Shanee Stepakoff

Biography

Shanee Stepakoff earned a Bachelor’s in English, summa cum laude, from the University of Maine and an M.F.A. in creative writing from The New School. She also holds a Ph.D. in clinical psychology and in 2019 received the National Association for Poetry Therapy’s Outstanding Educator award. Prior to discovering her vocation as a late-blooming literary scholar, she was the psychologist for the UN-backed war crimes tribunal in Sierra Leone (2005-2007) and a psychologist/trainer for CVT (an NGO that focuses on survivors of politically motivated torture), first in Guinea and later in Jordan. Shanee’s essay ‘Hiding in Plain Sight: Judaeophobia in Swift’s Portrayal of the Yahoos in Gulliver’s Travels’, was published in Swift Studies in 2020. Her first book, a collection of poems based on events from the Sierra Leone Civil War, is due out from Bucknell University Press in July 2021. Shanee won Reed Magazine’s 2017 Creative Nonfiction Award and was the third-place winner of The Eckleburg Review’s 2014 Gertrude Stein Award. She has written academic articles for a variety of journals, including The Drama Review, Journal of Human Rights Practice, and The International Journal of Transitional Justice, and has contributed chapters to eight edited books.
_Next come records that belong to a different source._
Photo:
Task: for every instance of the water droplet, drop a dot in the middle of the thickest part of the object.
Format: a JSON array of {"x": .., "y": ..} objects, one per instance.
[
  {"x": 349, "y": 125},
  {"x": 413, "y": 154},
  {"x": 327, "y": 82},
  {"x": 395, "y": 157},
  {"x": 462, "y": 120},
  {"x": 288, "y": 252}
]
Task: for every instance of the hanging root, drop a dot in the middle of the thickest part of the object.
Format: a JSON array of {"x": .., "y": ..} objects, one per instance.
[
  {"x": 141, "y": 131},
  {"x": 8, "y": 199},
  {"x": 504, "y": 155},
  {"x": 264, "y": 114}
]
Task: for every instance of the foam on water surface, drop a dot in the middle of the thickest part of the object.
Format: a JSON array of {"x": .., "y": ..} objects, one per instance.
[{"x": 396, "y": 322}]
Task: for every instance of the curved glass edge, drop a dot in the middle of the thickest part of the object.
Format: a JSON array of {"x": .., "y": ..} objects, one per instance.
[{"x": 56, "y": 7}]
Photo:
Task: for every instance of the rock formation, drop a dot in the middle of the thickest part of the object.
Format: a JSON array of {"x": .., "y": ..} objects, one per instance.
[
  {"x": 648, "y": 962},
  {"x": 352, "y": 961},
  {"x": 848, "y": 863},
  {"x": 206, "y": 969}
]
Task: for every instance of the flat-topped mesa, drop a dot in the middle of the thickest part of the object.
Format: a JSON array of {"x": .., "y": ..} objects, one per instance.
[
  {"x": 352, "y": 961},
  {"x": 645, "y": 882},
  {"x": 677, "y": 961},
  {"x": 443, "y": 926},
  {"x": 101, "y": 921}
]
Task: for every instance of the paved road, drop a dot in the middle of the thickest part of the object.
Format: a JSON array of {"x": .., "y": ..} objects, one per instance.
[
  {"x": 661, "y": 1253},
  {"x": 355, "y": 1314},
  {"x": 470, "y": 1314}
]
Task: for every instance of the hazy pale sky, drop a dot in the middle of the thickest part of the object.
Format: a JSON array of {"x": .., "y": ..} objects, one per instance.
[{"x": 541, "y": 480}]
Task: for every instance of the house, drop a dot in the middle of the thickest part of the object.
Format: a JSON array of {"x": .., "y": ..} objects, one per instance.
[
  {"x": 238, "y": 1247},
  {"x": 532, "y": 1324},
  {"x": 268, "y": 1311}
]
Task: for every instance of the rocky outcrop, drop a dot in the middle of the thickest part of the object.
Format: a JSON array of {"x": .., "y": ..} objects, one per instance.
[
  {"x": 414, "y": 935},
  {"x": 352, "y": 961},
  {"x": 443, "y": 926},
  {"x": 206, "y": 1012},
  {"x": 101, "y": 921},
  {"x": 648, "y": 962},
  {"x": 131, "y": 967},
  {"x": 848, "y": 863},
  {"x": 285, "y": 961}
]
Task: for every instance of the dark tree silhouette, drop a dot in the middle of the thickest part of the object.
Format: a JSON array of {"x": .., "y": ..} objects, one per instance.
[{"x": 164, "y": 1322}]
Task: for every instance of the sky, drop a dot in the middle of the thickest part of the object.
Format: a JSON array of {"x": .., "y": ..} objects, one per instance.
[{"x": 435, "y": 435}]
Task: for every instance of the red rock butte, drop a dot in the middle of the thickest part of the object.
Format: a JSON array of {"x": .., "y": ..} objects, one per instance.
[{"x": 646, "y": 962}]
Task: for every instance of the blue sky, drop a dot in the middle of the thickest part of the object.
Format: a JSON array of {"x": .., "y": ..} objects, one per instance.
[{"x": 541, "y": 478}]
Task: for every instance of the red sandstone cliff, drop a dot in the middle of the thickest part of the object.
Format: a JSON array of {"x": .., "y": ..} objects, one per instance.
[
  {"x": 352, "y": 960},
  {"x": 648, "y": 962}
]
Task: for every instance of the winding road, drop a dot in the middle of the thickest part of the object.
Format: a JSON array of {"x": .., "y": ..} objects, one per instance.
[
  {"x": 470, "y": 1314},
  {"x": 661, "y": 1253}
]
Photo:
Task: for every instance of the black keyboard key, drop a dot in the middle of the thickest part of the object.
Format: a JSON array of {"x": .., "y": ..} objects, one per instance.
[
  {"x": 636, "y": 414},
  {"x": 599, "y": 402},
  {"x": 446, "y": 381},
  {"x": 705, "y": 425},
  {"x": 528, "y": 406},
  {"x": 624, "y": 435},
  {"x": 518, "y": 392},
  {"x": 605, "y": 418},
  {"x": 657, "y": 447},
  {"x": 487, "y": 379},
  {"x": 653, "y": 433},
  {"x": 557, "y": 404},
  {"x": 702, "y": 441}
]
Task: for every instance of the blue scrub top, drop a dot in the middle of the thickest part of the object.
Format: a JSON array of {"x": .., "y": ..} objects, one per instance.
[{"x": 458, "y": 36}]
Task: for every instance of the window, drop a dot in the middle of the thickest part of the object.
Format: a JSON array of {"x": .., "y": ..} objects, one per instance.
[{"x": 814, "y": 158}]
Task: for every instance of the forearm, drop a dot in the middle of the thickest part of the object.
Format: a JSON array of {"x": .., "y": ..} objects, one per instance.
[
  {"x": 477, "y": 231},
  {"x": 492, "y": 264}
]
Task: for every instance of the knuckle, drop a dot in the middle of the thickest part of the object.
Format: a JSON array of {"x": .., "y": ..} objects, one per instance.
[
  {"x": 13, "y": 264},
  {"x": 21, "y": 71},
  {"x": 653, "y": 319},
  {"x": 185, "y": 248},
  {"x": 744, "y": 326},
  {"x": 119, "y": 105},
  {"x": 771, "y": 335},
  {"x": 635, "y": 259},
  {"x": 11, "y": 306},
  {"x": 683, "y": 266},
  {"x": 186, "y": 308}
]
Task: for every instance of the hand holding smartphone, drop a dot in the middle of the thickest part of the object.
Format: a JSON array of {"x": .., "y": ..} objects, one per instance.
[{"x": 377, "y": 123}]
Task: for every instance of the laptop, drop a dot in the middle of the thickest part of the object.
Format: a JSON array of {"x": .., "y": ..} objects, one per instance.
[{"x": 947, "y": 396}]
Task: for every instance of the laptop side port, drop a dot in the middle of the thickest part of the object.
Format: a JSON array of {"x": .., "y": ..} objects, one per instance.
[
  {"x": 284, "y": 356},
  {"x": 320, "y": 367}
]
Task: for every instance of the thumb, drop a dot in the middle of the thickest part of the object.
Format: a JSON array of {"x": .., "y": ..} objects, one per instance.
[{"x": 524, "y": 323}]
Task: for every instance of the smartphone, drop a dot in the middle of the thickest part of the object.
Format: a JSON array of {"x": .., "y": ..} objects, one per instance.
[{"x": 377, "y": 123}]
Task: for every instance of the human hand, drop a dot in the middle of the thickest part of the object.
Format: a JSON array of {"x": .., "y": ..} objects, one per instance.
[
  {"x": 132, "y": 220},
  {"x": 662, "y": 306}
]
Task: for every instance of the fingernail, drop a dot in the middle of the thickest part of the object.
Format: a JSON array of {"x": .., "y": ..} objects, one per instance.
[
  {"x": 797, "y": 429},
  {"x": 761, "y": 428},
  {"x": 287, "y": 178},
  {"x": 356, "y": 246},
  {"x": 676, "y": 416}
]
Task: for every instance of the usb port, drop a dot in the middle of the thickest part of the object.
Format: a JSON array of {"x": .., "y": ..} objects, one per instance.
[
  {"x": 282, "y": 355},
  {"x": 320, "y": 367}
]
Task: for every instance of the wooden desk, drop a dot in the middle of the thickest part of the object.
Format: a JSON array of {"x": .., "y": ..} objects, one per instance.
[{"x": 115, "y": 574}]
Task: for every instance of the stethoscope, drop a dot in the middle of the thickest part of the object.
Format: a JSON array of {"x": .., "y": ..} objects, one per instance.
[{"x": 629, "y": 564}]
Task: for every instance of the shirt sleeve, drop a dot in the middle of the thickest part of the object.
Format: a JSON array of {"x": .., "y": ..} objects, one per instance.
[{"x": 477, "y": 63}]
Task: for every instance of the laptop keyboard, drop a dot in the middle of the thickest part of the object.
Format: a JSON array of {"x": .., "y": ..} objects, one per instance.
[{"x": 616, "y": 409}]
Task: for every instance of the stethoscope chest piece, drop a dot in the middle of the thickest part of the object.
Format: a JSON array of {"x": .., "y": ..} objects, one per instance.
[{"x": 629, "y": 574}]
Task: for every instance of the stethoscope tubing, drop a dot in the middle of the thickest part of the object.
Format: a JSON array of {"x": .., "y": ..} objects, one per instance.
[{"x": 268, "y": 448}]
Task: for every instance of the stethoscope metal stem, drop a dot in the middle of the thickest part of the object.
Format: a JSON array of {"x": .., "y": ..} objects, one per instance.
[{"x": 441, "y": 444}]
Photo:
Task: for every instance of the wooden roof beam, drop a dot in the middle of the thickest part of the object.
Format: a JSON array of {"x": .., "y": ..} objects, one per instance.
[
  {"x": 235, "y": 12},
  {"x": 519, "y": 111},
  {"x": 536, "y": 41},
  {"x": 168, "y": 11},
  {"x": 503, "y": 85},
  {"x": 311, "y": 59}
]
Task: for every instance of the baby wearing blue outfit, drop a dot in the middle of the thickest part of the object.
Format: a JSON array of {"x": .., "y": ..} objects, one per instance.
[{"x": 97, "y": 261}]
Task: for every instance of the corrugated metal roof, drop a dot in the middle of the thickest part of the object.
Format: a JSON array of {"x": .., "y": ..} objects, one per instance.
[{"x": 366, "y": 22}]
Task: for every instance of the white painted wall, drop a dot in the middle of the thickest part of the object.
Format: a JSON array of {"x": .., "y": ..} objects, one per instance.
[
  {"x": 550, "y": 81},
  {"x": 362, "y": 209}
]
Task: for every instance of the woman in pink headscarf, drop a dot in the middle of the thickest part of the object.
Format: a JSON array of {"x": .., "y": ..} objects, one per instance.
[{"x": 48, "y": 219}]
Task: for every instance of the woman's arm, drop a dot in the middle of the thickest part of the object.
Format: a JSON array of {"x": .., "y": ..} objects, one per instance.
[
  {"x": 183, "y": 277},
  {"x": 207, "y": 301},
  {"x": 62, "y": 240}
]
Shanee has presented widely at professional conferences, including the annual “literature and psychology” conferences hosted by PsyArt Foundation (2016-2019). Shanee’s primary aim within literary studies is to generate innovative interpretations of established novels, drawing on non-mainstream psychoanalytic frameworks such as Jungian/archetypal, Kleinian, and trauma theories as well as Norm Holland’s brand of reader-response criticism.